Le garçon (nous) sourit, on sourit
avec lui, on frémit cependant à la perte de son innocence, à sa reprise du
sillage familial, historique, comme si l’émancipation se devait de passer par
la malédiction, comme si la tranquillité de Phil, prénom androgyne d’un
personnage défiguré, blanchi par un incendie, sa face en reflet du Ratboy
transgenre (1986) de la regrettée Sondra Locke, devait désormais passer par des
menaces adressées au paternel, chuchotées à son oreille. Auparavant, le nouvel
élève vite repéré, voire promu, hissé à la complicité, par le pervers en chef, au
patronyme/pseudonyme de char, à la suavité de façade, flanqué d’un simulacre
d’épouse, assistante réfrigérante, au propre, au figuré, osez ouvrir le réfrigérateur
à cadavres, rencontre ses condisciples, à savoir un autiste glouton, un
épileptique pas con, bien qu’injurieux, mon Dieu, des jumeaux à la drôle de
couleur de peau et, last but not least,
une sociopathe manipulatrice de consciences et de ciseaux, Parque portée sur le
sado-maso, de préférence après tango, ouf. Dans L’Internat, on fume son
frère, on suicide sa mère, on invite à se pendre le masturbateur compulsif, tu
vas jouir à fond, oh oui, chéri, on décède entre les draps, on se fait trancher
la gorge par le machiavélique directeur dépourvu de cœur, le visage de la
victime incrédule aussitôt imbibé de son hémoglobine à travers un haut
immaculé, remonté illico, acmé d’une
intense séquence de démence espionnée par le protagoniste en scène classée primitive,
à l’insu du plein gré de l’assassin en série, avatar en costard du joueur de
flûte de Hamelin, laissez venir à moi vos gamins les parias. Dans Boarding
School, les mères amères succombent, les mamans inconscientes enlacent,
les mioches se mettent moches, Sherman enrôlé par son misérable métier au même
âge que sa proie, voilà.
Nu comme un vermisseau dans le fruit
pourri de la paternité truquée, comme le Terminator de Jim Cameron, autre
parabole laïque autour des descendants déjà confrontés aux crimes de leurs
ascendants, à tous les temps, Jacob descend de son échelle référentielle, en
écho à l’escalier céleste-terrestre de Une question de vie ou de mort
(Powell & Pressburger, 1946), vainqueur du mauvais ange, du Lucifer austère
déguisé en médecin, probablement tendance Mengele. Devenu un homme, un vrai,
vraiment ?, baptisé par l’écoulement du liquide vital, le voici destiné au
futur d’un adulte rempli de tumulte, du 20th Century Boy décrit en chanson
par T. Rex sur le générique de fin, d’Un héros de notre temps, rajoute
l’ironique Lermontov. Secondé par un casting
impeccable, mentions spéciales à Tammy Blanchard, à Sterling Jerins, issue des Conjuring
(Wan, 2013-2016), à Will Patton, récemment croisé selon Halloween (Green, 2018)

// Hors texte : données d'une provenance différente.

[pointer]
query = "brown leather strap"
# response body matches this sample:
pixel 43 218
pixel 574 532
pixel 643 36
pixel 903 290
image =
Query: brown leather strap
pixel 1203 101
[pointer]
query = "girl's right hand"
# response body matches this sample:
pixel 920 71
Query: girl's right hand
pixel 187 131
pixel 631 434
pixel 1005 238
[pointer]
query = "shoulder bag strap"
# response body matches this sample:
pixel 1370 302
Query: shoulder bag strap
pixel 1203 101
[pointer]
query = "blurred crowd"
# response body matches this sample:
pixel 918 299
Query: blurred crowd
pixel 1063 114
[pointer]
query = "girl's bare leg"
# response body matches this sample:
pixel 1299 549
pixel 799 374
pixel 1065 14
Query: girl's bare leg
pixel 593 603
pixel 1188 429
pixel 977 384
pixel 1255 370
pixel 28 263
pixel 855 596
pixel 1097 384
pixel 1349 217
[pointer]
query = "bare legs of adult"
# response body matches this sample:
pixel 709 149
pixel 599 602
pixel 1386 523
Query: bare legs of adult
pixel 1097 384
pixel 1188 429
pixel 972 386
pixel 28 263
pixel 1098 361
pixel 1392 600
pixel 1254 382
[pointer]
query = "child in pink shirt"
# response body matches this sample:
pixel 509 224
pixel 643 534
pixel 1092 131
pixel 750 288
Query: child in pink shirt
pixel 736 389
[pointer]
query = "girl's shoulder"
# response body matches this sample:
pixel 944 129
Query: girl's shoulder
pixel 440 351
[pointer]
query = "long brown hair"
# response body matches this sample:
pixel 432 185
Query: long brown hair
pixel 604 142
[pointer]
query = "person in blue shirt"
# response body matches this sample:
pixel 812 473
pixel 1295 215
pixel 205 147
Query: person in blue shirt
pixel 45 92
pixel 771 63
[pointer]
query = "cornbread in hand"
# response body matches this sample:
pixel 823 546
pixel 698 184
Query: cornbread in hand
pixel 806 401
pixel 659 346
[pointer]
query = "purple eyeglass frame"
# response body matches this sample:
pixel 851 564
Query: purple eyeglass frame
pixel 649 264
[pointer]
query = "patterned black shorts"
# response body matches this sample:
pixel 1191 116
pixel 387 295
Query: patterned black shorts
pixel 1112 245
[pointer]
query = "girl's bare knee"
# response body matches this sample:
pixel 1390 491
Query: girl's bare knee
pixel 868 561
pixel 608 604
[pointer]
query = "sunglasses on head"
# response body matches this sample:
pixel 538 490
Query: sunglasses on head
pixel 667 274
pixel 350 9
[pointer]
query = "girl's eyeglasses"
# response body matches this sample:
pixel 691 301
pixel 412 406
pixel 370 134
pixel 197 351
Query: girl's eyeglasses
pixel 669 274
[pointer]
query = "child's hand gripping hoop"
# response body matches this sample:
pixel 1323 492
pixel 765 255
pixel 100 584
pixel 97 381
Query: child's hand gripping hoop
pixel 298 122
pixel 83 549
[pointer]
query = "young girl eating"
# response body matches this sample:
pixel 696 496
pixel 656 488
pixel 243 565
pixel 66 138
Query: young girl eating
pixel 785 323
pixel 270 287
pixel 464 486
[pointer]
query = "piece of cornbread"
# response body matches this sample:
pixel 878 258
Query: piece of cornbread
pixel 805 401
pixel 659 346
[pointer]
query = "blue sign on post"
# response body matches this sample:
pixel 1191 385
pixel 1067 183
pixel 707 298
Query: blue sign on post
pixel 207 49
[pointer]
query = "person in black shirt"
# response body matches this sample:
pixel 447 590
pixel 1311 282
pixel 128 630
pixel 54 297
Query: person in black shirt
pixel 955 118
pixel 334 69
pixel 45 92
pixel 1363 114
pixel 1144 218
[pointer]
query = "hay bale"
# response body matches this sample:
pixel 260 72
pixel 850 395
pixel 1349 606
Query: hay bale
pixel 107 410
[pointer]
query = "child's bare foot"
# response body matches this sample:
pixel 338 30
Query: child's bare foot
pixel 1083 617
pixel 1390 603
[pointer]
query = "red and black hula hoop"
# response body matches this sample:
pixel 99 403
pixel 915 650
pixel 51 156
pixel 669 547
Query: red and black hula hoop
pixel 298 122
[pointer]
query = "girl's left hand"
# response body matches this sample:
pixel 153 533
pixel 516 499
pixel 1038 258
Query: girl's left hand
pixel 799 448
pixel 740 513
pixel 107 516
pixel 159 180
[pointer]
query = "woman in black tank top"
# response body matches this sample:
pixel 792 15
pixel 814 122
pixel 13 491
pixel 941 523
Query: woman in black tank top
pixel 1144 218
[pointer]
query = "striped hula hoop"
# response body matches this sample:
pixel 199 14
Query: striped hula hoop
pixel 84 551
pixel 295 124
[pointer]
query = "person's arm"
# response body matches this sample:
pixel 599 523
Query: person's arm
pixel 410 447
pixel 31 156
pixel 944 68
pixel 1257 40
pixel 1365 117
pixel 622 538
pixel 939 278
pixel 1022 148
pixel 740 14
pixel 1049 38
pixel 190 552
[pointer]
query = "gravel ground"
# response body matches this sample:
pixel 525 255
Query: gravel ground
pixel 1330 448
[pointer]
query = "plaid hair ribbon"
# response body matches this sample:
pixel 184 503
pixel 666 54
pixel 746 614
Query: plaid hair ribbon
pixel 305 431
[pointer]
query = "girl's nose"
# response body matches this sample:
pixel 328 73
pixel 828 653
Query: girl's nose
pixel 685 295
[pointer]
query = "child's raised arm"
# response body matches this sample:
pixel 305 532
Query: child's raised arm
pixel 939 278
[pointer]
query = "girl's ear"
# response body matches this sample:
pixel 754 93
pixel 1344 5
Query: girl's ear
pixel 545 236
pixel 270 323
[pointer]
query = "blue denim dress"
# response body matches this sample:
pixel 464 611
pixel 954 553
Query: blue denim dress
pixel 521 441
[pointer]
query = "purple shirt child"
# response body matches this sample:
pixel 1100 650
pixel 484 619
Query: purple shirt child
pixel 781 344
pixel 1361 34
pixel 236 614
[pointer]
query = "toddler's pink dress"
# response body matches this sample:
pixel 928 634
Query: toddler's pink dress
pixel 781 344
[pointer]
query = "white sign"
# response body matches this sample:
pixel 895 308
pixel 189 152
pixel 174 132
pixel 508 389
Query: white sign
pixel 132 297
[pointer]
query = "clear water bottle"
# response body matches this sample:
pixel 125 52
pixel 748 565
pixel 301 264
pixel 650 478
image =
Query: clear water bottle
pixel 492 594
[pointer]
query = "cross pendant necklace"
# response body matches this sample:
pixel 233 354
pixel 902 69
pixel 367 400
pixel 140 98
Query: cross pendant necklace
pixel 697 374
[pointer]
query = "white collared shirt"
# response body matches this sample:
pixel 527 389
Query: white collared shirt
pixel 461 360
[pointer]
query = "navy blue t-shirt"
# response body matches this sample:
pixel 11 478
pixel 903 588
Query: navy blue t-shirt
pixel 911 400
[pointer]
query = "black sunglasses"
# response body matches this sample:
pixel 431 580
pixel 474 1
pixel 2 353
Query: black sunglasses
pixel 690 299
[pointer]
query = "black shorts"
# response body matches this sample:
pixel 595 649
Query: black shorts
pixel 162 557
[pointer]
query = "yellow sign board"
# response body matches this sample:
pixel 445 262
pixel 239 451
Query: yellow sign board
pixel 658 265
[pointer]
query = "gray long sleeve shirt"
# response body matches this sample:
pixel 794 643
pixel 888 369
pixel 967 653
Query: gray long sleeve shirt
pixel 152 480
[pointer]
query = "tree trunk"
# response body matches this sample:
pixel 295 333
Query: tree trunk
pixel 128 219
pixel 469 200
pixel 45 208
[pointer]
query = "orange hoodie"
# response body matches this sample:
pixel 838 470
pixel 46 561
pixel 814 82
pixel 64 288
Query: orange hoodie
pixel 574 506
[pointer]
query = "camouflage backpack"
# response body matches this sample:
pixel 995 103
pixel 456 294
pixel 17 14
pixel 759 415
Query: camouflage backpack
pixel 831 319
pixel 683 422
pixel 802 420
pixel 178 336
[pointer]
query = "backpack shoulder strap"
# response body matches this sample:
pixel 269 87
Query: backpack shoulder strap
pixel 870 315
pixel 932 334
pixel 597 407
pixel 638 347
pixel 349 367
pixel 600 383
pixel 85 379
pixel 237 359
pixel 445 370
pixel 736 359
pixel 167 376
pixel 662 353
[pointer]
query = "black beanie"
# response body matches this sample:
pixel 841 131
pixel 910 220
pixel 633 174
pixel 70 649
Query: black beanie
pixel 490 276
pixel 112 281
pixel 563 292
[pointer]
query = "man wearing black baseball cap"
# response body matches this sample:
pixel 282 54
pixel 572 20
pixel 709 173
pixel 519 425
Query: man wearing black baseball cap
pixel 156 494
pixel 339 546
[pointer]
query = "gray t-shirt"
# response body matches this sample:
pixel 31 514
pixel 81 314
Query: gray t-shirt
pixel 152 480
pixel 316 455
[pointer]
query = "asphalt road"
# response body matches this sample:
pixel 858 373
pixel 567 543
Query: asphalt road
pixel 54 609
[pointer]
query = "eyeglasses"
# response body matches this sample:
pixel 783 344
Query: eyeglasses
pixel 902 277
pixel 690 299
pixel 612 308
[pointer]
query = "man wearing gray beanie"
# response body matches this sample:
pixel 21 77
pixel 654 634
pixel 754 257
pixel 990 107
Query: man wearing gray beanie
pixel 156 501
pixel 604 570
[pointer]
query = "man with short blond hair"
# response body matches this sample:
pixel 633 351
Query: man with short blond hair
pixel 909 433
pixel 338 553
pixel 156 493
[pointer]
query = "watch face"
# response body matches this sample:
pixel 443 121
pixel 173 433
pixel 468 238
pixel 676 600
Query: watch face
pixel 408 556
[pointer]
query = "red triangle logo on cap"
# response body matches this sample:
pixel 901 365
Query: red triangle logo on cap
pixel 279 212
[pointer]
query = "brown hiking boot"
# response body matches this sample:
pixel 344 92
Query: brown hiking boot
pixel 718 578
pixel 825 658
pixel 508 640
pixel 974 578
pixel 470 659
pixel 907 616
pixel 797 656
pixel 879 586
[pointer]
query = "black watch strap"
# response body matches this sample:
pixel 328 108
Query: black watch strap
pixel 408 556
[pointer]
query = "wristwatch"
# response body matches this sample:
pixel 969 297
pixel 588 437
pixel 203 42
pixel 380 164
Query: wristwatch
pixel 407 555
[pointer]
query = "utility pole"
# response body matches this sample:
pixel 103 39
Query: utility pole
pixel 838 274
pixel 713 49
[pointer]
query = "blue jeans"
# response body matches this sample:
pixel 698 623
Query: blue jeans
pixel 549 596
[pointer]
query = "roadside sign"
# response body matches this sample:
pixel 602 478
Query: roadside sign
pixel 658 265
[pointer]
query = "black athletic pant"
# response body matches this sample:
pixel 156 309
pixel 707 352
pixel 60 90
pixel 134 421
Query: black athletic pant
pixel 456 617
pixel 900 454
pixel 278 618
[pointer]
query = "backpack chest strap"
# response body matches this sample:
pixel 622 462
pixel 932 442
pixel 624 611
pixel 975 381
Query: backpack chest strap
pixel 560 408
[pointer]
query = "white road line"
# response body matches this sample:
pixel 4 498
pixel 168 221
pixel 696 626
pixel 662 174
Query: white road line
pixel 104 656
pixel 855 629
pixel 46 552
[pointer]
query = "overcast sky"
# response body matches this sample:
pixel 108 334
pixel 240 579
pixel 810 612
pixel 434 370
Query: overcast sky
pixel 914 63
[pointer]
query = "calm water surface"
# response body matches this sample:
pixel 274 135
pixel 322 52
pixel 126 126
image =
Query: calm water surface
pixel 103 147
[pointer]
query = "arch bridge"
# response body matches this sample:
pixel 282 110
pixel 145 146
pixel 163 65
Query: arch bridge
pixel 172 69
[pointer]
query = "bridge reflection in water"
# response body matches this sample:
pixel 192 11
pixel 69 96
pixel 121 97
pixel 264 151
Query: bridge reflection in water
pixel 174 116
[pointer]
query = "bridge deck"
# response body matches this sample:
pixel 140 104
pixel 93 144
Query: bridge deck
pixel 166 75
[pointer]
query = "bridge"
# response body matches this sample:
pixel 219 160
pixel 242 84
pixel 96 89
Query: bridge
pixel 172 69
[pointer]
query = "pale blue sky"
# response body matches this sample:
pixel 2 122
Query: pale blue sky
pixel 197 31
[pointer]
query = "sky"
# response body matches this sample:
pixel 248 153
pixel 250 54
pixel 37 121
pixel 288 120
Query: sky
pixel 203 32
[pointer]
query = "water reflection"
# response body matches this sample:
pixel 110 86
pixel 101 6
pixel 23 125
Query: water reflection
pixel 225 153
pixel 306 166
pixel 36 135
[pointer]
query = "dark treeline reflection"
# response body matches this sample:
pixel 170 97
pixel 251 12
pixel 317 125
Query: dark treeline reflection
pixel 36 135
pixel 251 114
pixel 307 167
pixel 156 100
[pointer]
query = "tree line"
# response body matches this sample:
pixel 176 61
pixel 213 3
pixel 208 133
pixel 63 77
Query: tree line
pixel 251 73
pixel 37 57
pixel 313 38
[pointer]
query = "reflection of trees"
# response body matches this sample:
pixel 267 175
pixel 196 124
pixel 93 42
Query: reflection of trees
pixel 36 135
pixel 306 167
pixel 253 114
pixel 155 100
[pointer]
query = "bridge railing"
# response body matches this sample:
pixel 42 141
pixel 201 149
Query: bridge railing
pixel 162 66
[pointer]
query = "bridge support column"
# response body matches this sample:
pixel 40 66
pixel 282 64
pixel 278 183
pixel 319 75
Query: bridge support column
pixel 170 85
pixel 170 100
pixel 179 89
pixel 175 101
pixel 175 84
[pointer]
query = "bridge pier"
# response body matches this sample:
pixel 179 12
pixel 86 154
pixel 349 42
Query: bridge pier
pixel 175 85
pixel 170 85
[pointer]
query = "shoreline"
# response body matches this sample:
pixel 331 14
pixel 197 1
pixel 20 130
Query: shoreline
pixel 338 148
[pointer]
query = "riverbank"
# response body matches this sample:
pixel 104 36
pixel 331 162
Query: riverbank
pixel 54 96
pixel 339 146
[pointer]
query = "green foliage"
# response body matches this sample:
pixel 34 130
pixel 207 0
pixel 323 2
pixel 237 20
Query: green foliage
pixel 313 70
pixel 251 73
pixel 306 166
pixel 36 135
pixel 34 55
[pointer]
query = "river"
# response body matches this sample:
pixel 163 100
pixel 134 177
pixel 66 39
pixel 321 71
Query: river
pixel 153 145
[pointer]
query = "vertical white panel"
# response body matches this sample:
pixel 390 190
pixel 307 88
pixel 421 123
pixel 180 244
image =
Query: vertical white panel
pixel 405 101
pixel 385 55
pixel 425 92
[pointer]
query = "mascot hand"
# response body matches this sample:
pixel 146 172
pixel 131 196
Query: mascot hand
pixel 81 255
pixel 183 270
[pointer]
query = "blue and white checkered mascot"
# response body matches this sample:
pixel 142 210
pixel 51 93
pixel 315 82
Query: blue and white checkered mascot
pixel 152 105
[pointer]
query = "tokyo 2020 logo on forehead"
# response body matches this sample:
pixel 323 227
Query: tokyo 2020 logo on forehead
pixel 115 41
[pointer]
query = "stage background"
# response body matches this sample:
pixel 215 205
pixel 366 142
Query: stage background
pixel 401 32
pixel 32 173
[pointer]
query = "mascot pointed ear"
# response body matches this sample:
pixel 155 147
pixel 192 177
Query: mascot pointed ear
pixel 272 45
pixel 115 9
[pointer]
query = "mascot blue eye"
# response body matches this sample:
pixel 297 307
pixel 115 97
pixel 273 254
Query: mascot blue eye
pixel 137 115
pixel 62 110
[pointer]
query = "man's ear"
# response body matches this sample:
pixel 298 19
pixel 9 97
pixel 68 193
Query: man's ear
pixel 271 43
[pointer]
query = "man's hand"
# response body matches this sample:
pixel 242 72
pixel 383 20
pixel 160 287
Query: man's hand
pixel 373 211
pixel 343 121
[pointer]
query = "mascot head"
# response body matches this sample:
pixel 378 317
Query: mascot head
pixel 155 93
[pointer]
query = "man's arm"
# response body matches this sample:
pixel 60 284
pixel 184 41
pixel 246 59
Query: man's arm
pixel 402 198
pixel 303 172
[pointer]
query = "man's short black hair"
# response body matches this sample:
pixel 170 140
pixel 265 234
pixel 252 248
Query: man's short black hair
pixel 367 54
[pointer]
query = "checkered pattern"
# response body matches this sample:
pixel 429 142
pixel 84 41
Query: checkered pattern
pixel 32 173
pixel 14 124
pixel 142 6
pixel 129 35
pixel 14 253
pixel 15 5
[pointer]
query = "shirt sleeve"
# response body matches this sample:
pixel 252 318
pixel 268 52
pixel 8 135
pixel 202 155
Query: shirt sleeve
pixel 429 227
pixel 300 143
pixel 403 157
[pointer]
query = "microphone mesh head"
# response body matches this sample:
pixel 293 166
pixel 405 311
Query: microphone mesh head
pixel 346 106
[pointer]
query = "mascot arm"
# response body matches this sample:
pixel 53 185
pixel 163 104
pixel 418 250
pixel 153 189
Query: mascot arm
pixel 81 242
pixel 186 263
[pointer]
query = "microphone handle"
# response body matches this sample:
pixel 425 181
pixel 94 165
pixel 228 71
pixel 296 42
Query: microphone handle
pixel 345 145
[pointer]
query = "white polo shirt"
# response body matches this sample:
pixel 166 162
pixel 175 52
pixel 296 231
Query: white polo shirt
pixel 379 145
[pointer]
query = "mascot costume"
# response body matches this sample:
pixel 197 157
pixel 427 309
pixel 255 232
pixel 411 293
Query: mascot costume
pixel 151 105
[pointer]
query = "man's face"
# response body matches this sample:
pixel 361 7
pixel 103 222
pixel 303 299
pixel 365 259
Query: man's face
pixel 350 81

et Luke Prael, gueule angélique et satanique à la Gaspard Ulliel, cannibale à
cause des nazis de Hannibal Lecter : Les Origines du mal, Webber, 2007, cercle
vicieux, vicié, d’enfance faisandée ; épaulé par les doués production designer Mary Lena Colston et directeur de la photographie Mike Simpson, lui-même artiste polyvalent, visitez son site, please, l’attentif et précis Boaz Yakin signe un huis clos Art
nouveau façon Inferno (Argento, 1980), plus ouvert que Le Locataire (1976), ah,
Polanski parano, persécuté, travesti zarbi, mimi, un portrait à plusieurs, on
dira diffracté, fracassé dans les flammes purificatrices puis la glaciation de
la damnation. Un film faisant allusion à Frank Miller, auteur radical, révisionniste,
polémique, censuré, d’un Batman à svastikas, au grand dam de son créateur Bob
Kane, Kahn pour l’administration, pour l’incompréhension, s’attire a priori
notre sympathie, notre reconnaissance quasiment idem, d’adolescence abreuvée de BD étasunienne.
Toutefois, il vaut davantage que ceci,
pour la lucidité de son regard sur une enfance en souffrance, sur un microcosme
de ciel étoilé, d’excréments à nettoyer, dépeint avec une empathie sans merci,
sans mièvrerie. Juste un film, à l’emballage de bande-annonce horrifique ?
Un film juste, personnel, prometteur, à la profondeur psychologique, politique
et poétique délicieusement et modestement effrayante, donc captivante.